Pues llegó el día del inicio del rodaje en febrero de 2008, y con una puntería inigualable. Uno o dos días antes, Fidel Castro, que había renunciado provisionalmente a sus cargos en 2006 debido a una grave enfermedad, dio a conocer oficialmente su decisión de retirarse de la primera línea política. La noticia dio la vuelta al mundo y, presionado por la redacción de Madrid, este periodista se entregó a sus labores, abandonando la filmación. De vez en cuando llamaba a Aragón al set para ver cómo iba la cosa.
– ¿Qué dice la gente de lo de Fidel?
– Oye, aquí nadie comenta nada. Dicen que no han visto la televisión.
– Hombre, Manolo, pregunta…
– …. Ya he preguntado y nada… La gente anda en sus cosas. Y déjanos trabajar.
Pasaron los días y llegó el día de rodar la escena de Chucho con el doctor Mario Gallo y el técnico en prótesis dentales Osmani Valdés, autor de la conga —y que no es familia del pianista pese al apellido—. Para filmar dentro del hospital hubo que pedir más permisos que para entrar a una unidad militar, pero finalmente se consiguieron. Chucho, ganador de una decena de premios Granmy, se dejó llevar como un santo y la ficción acabó de forma delirante, con Chucho tocando palmas en el sillón del paciente, Gallo haciendo las claves con el instrumental odontológico y Osmani, dentadura en mano, cantando el estribillo: “Ven a bailar, vamos a arrollar/ esta rica conga pa que te ponga a gozar”.

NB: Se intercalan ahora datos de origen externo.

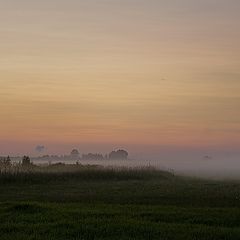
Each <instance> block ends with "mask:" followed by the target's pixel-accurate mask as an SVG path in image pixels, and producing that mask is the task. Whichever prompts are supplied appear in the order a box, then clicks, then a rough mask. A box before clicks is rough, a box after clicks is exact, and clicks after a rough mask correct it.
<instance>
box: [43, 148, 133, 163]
mask: <svg viewBox="0 0 240 240" xmlns="http://www.w3.org/2000/svg"><path fill="white" fill-rule="evenodd" d="M127 158H128V152H127V151H125V150H117V151H112V152H110V153H109V154H106V155H105V156H103V155H102V154H100V153H87V154H82V155H81V154H80V152H79V151H78V150H77V149H73V150H72V151H71V152H70V155H63V156H57V155H51V156H50V155H44V156H42V157H39V158H38V159H42V160H55V161H62V160H63V161H67V160H126V159H127Z"/></svg>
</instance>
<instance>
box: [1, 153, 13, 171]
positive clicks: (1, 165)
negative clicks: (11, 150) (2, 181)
mask: <svg viewBox="0 0 240 240" xmlns="http://www.w3.org/2000/svg"><path fill="white" fill-rule="evenodd" d="M11 165H12V164H11V159H10V157H9V156H7V158H2V159H0V170H1V171H4V172H7V171H9V170H10V168H11Z"/></svg>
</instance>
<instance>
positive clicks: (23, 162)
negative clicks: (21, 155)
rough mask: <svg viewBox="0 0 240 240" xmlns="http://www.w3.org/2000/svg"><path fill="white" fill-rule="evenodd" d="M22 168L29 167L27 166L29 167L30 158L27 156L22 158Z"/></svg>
mask: <svg viewBox="0 0 240 240" xmlns="http://www.w3.org/2000/svg"><path fill="white" fill-rule="evenodd" d="M22 166H23V167H29V166H31V160H30V157H28V156H24V157H23V159H22Z"/></svg>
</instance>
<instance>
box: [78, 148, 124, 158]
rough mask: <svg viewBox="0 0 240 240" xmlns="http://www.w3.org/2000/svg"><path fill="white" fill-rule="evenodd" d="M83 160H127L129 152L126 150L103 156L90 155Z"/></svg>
mask: <svg viewBox="0 0 240 240" xmlns="http://www.w3.org/2000/svg"><path fill="white" fill-rule="evenodd" d="M82 159H83V160H104V159H105V160H127V159H128V152H127V151H125V150H117V151H112V152H110V153H109V154H106V155H105V156H103V155H102V154H99V153H88V154H83V155H82Z"/></svg>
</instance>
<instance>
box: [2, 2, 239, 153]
mask: <svg viewBox="0 0 240 240" xmlns="http://www.w3.org/2000/svg"><path fill="white" fill-rule="evenodd" d="M239 12H240V1H239V0H228V1H226V0H201V1H199V0H181V1H179V0H168V1H165V0H147V1H146V0H87V1H83V0H50V1H49V0H41V1H36V0H21V1H19V0H7V1H3V0H0V111H1V112H0V114H1V116H0V153H6V152H7V151H11V152H14V151H15V150H14V149H17V150H16V152H21V151H22V152H23V151H24V150H25V149H28V148H32V145H34V144H38V143H39V144H44V145H46V146H51V145H53V144H55V145H56V144H59V145H61V146H64V145H68V146H69V145H71V144H72V145H74V146H81V144H83V143H85V144H86V143H87V144H94V145H95V146H96V145H98V144H101V145H104V144H105V145H106V146H107V145H113V146H126V147H127V146H130V145H136V146H138V145H139V146H142V145H149V146H151V145H154V146H162V145H168V146H169V145H170V146H171V145H174V146H187V147H189V148H190V147H202V146H219V147H220V146H221V148H222V147H227V146H236V147H237V146H239V144H240V111H239V109H240V46H239V43H240V14H239ZM62 149H64V148H62ZM62 149H59V152H61V150H62Z"/></svg>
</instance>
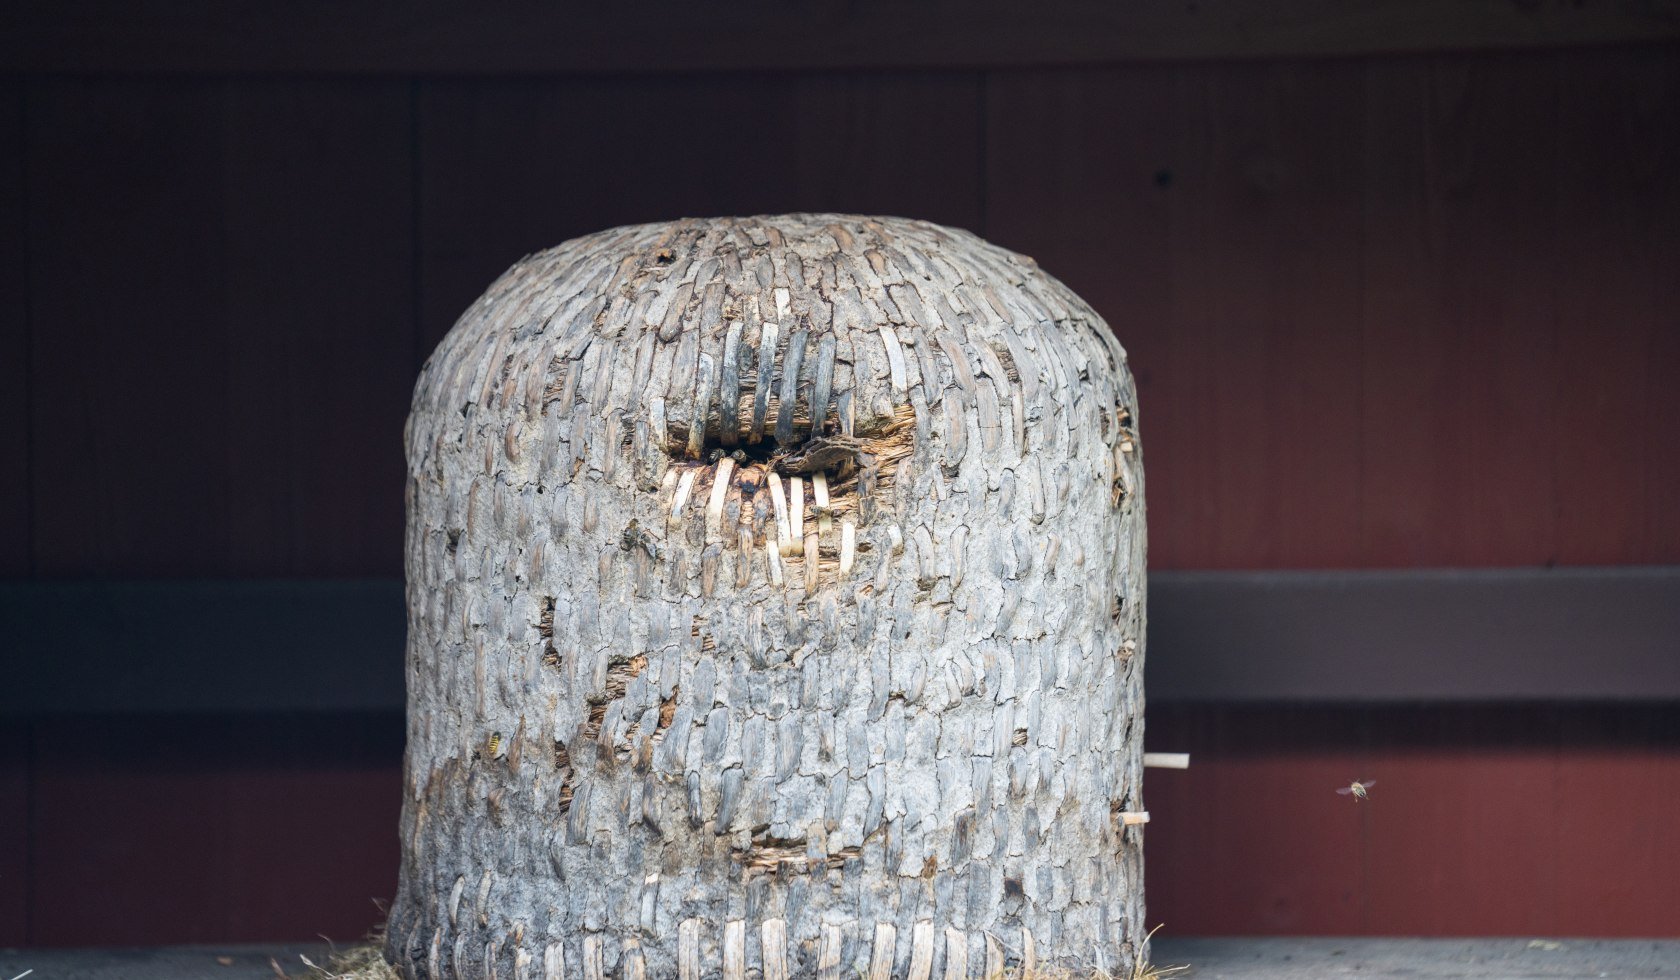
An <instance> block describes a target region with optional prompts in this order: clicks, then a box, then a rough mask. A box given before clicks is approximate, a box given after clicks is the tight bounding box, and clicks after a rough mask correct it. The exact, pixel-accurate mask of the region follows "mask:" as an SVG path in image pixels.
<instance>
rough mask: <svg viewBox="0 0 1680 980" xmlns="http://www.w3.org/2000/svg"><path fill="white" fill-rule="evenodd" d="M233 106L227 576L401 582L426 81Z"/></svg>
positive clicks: (361, 88)
mask: <svg viewBox="0 0 1680 980" xmlns="http://www.w3.org/2000/svg"><path fill="white" fill-rule="evenodd" d="M225 99H227V101H225V104H227V114H228V136H227V150H225V153H227V175H225V188H223V192H222V193H223V198H222V200H223V202H225V213H227V304H228V308H227V316H228V321H227V328H225V329H227V338H228V365H227V419H228V424H230V427H232V439H230V442H228V445H227V450H225V454H223V459H225V466H227V469H228V481H230V484H232V487H234V489H232V493H234V496H232V503H230V513H228V521H230V523H228V531H227V533H228V556H227V561H225V565H223V568H225V570H227V572H230V573H239V575H312V577H336V575H391V573H395V572H396V568H398V566H400V551H402V540H403V511H402V499H403V461H402V459H403V457H402V432H403V419H405V417H407V414H408V393H410V390H412V388H413V375H412V365H413V360H415V353H413V351H415V329H413V324H415V303H413V299H415V294H413V272H415V269H413V262H415V235H413V158H412V141H413V99H412V94H410V86H408V84H403V82H381V81H346V79H333V81H296V79H292V81H284V82H281V81H272V82H270V81H260V82H240V84H235V86H230V89H228V92H227V97H225ZM207 572H208V568H207Z"/></svg>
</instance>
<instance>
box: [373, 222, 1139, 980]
mask: <svg viewBox="0 0 1680 980" xmlns="http://www.w3.org/2000/svg"><path fill="white" fill-rule="evenodd" d="M407 440H408V464H410V487H408V595H410V637H408V698H410V703H408V756H407V790H408V795H407V800H405V814H403V840H405V856H403V869H402V888H400V894H398V899H396V904H395V908H393V909H391V921H390V940H388V953H390V956H391V958H393V960H395V962H396V963H398V965H400V967H402V968H403V972H405V973H407V975H413V977H452V975H460V977H467V975H470V977H482V975H499V977H573V975H581V977H596V975H603V973H608V975H625V977H640V975H650V977H679V975H680V977H702V975H717V973H721V975H724V977H744V975H746V973H754V972H758V973H761V975H763V977H766V978H773V977H785V975H811V973H823V975H835V977H838V975H853V970H857V968H860V970H865V972H869V973H870V975H872V977H887V975H892V977H929V975H939V977H978V975H991V973H990V970H991V968H993V967H1003V965H1030V963H1037V965H1040V967H1045V965H1052V963H1055V965H1070V967H1084V965H1100V967H1105V968H1109V970H1117V972H1121V973H1122V975H1124V973H1126V972H1127V970H1129V967H1131V963H1132V960H1134V956H1136V955H1137V953H1139V945H1141V941H1142V935H1141V925H1142V872H1141V871H1142V869H1141V830H1142V829H1141V827H1136V825H1131V820H1127V819H1126V817H1127V815H1129V814H1132V812H1134V810H1139V809H1141V805H1139V798H1137V792H1139V772H1141V770H1139V765H1141V758H1139V751H1141V733H1142V726H1141V724H1139V723H1137V721H1139V716H1141V708H1142V688H1141V676H1142V671H1141V667H1142V570H1144V560H1142V558H1144V524H1142V471H1141V464H1139V447H1137V435H1136V400H1134V388H1132V382H1131V377H1129V373H1127V368H1126V353H1124V351H1122V350H1121V346H1119V343H1116V340H1114V338H1112V336H1110V333H1109V328H1107V326H1105V324H1104V323H1102V319H1100V318H1099V316H1097V314H1095V313H1092V311H1090V308H1089V306H1085V304H1084V303H1082V301H1080V299H1079V298H1077V296H1074V294H1072V292H1070V291H1068V289H1067V287H1063V286H1062V284H1060V282H1057V281H1055V279H1052V277H1048V276H1045V274H1043V272H1042V271H1038V267H1037V266H1035V264H1033V262H1032V261H1030V259H1023V257H1020V256H1015V254H1010V252H1006V250H1001V249H996V247H993V245H988V244H984V242H981V240H979V239H976V237H973V235H969V234H966V232H958V230H951V229H942V227H937V225H931V224H924V222H909V220H899V219H860V217H845V215H786V217H758V219H721V220H682V222H670V224H657V225H640V227H625V229H613V230H608V232H601V234H596V235H590V237H583V239H576V240H571V242H566V244H563V245H559V247H556V249H551V250H548V252H541V254H536V256H531V257H528V259H524V261H521V262H519V264H516V266H514V267H512V269H511V271H509V272H507V274H506V276H502V277H501V279H499V281H497V282H496V284H494V286H491V289H489V292H486V294H484V298H482V299H479V303H477V304H474V306H472V309H469V311H467V313H465V314H464V316H462V318H460V321H459V323H457V324H455V328H454V331H450V335H449V336H447V338H445V340H444V343H442V345H440V346H438V350H437V353H435V355H433V356H432V360H430V361H428V363H427V366H425V370H423V373H422V378H420V383H418V387H417V392H415V400H413V414H412V417H410V427H408V434H407Z"/></svg>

La conga del dentista es el tema que cierra Juntos para siempre, disco producido por Fernando Trueba que es muy especial para Chucho, pues en aquella sesión magistral a dos pianos padre e hijo hicieron un repaso por la música cubana que toda la vida tocaron juntos en casa. Fue el octavo y último álbum que Trueba editaría a su gran amigo Bebo —obtuvieron tres premios Grammy y otros seis Grammy latinos—, y salió a la calle con una portada antológica diseñada por Javier Mariscal.
En 2010 Juntos para siempre ganó el Granmy al mejor álbum de jazz latino en 2010 y los bailadores de Santa Amalia vivieron el premio como un éxito propio. Estaban felices. Manzano y Picasso la llegaron a bailar en Santa Amalia en una de aquellas legendarias peñas, a la que siempre acudían jóvenes a descargar con los veteranos. Hoy los dos, y también Bebo, tocan ya en otro mundo, pero aquí queda esta historia.